Reintroducing Traditional Indigenous Land Management Practices
In 2011-12 a series of "Indigenous Values in the Landscape" workshops were held in the Snowy Mountains region. These workshops focussed on active management of the landscape, vegetation communities and fauna through traditional indigenous practices.
» Re-introducing Traditional Indigenous Land Management Practices: Trialling the re-introduction of Traditional Indigenous Land Management Practices proposed by Rodney Mason under the Kosciuszko to Coast Partnership – Adopting Traditional Land Management Practices on the Monaro Project 2012 - 2013
It is becoming increasingly accepted that when people arrived in Australia with the First Fleet, they observed a managed landscape. Bill Gammage’s recent book, ‘The Biggest Estate on Earth” provides an account of this.

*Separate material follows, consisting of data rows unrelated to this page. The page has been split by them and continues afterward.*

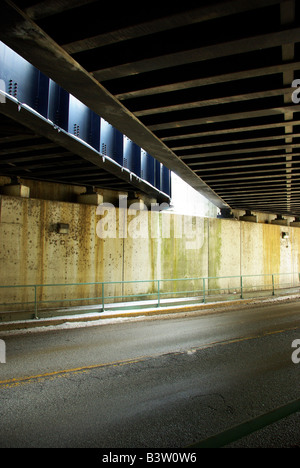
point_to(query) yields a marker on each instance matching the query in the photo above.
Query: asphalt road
(164, 383)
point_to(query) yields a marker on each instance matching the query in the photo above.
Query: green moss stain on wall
(271, 249)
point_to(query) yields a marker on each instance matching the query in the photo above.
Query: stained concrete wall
(157, 246)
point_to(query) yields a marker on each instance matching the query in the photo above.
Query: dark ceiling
(205, 87)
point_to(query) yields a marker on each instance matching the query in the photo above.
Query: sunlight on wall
(188, 201)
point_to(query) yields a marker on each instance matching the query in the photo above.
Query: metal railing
(102, 296)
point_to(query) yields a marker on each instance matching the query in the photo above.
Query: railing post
(158, 293)
(242, 296)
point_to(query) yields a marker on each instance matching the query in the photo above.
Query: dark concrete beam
(249, 44)
(20, 33)
(184, 18)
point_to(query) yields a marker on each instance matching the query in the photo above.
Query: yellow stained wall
(156, 246)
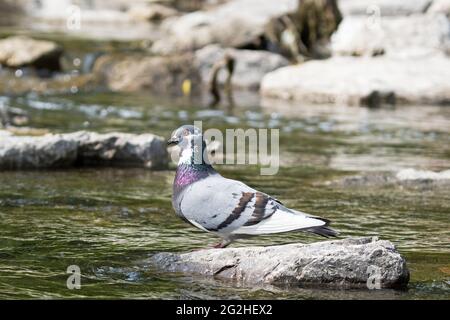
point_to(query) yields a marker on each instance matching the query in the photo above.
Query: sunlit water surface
(108, 221)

» Bill Gammage discusses 'The Biggest Estate on Earth
According to Gammage, early settlers observed that much of the landscape comprised grasslands and woodlands. The understoreys of the woodlands were essentially native grasses with patches of tidy shrubs. Often these observers described the countryside as parkland. However, within fifty years of the settler’s arrival the landscape had changed.
Woodlands became untidy, thick with trees and matted with shrubs, gullies appeared and became eroded as natural vegetation was removed, pastures deteriorated as nutritious grasses were replaced by less desirable species and there were declines of native species and many species became extinct. The introduction, mostly deliberate and sometimes accidental, of exotic plant and animal species has added to this degradation.
Although farming and land management practices have improved, better practices are not universal and landscape restoration may improve if our current Custodians of Country adopted traditional Indigenous practices.